Business confidence sinks in the first quarter
After a small increase in the fourth quarter, the RMB/BER Business Confidence Index (BCI) slumped by eight points to 18 in the first quarter of 2020 – a 21-year low. More than eight out of every 10 respondents therefore perceive prevailing business conditions as unsatisfactory. This outcome reflects the responses of 1 800 executives surveyed between 12 February and 2 March.
Figure 1: RMB/BER Business Confidence
Source: BER, SARB (Shaded areas represent economic downswings)
The first quarter’s drop in the RMB/BER BCI is due to a turnaround in confidence of the same sectors that showed improvements in the fourth quarter namely building, manufacturing and retail trade. Sentiment among wholesalers and new vehicle dealers effectively remained unchanged at heavily depressed levels.
- Building confidence plummeted by 16 points to a 22-year low of 15 i.e. after residential building contractors joined their colleagues in non-residential building for an all-round deterioration in sentiment in the first quarter.
- Manufacturing confidence fell from 24 to 17, a meagre one point above the third quarter’s low. Plunging domestic and export sales forced manufacturers to slash production further.
- Sales volumes of food, hardware and other consumer durables remained dismal in the first quarter. Clothing sales volumes recovered somewhat, but this came about mainly through discounting, which hurt retailers’ gross margins. Unsurprisingly,retail confidence reversed all the fourth-quarter’s gains, falling from 30 to 18.
- The BCI of wholesalers deteriorated by a further 3 points to 25, while in the case ofnew vehicle dealers it also continued to worsen, falling to 16, both on the back of ongoing poor sales.
Although persistent demand weakness is the main reason for respondents’ depressed state of mind, other factors that also played a role were the many instances of consecutive days of load shedding since December, news around further bailouts of struggling state-owned enterprises (specifically SAA), the alarming deterioration in the government’s finances spelled out in the National Budget, as well as the latest outbreak and spreading of the coronavirus around the globe. January’s 25 basis point interest rate cut was a small positive, but hardly enough in itself to compensate for the confidence-sapping impact of the prevailing negative developments.

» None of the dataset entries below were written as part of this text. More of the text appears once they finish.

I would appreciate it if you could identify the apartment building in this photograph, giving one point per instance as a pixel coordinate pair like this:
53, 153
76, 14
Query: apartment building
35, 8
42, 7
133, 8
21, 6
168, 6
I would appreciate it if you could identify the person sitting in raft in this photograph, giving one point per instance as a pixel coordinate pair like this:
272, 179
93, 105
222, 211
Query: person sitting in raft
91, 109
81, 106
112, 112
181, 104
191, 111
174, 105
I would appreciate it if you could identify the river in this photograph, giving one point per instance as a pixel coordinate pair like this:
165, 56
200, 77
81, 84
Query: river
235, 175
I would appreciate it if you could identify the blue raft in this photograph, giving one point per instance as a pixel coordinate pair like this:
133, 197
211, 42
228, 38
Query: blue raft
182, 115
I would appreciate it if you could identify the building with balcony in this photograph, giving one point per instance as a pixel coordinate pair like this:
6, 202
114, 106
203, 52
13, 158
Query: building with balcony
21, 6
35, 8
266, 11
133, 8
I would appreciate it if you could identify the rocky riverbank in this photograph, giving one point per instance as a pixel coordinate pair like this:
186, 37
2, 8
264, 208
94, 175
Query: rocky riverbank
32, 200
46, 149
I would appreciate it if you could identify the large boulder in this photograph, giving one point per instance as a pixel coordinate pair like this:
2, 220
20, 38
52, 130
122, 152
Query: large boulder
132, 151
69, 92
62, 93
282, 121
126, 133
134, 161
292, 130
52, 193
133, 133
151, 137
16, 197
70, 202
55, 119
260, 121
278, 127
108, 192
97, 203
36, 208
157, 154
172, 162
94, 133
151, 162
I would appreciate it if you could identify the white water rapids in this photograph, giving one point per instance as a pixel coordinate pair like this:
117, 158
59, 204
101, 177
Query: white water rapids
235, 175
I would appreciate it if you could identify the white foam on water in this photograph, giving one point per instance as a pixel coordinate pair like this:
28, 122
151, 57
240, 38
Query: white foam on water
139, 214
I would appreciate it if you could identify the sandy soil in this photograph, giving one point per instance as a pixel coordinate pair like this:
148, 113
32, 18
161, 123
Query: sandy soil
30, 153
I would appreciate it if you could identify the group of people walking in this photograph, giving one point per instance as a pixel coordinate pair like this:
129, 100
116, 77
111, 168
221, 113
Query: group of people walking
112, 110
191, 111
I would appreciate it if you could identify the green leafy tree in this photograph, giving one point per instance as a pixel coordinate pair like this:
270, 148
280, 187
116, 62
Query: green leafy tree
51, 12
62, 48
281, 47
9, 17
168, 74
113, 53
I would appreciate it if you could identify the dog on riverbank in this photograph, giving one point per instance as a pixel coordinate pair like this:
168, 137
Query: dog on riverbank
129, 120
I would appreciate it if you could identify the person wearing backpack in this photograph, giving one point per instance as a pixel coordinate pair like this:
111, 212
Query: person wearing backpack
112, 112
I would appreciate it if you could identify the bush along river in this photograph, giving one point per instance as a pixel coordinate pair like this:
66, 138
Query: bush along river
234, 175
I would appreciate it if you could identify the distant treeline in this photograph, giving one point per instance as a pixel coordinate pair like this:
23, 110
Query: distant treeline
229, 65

In retrospect, our expectation at the time that the fourth quarter improvement in the RMB/BER BCI “is unlikely to mark the beginning of a sustained upward trend” was correct. What’s more, since the survey was completed in early March, things have gone from bad to worse, particularly on the global front. Indeed, for a small open economy already in recession, the timing of the prospective sharp COVID-19-induced global slowdown could not have been worse. Exports will be hit, tourism flows will be affected, and supply-chain disruptions will be widely felt. All the while when South Africa must continue dealing with the growth-dampening effects associated with the corrective fiscal measures necessary to help stabilise public sector finances. “Against this backdrop, the government’s seemingly inability to fast track much needed growth-enhancing reforms is frustrating, to say the least”, said Ettienne le Roux, RMB chief economist.
In short, nothing here spells any good news for the RMB/BER BCI which, in all likelihood, will continue to trend lower in the period ahead, with obvious negative consequences for future trends in private sector fixed investment.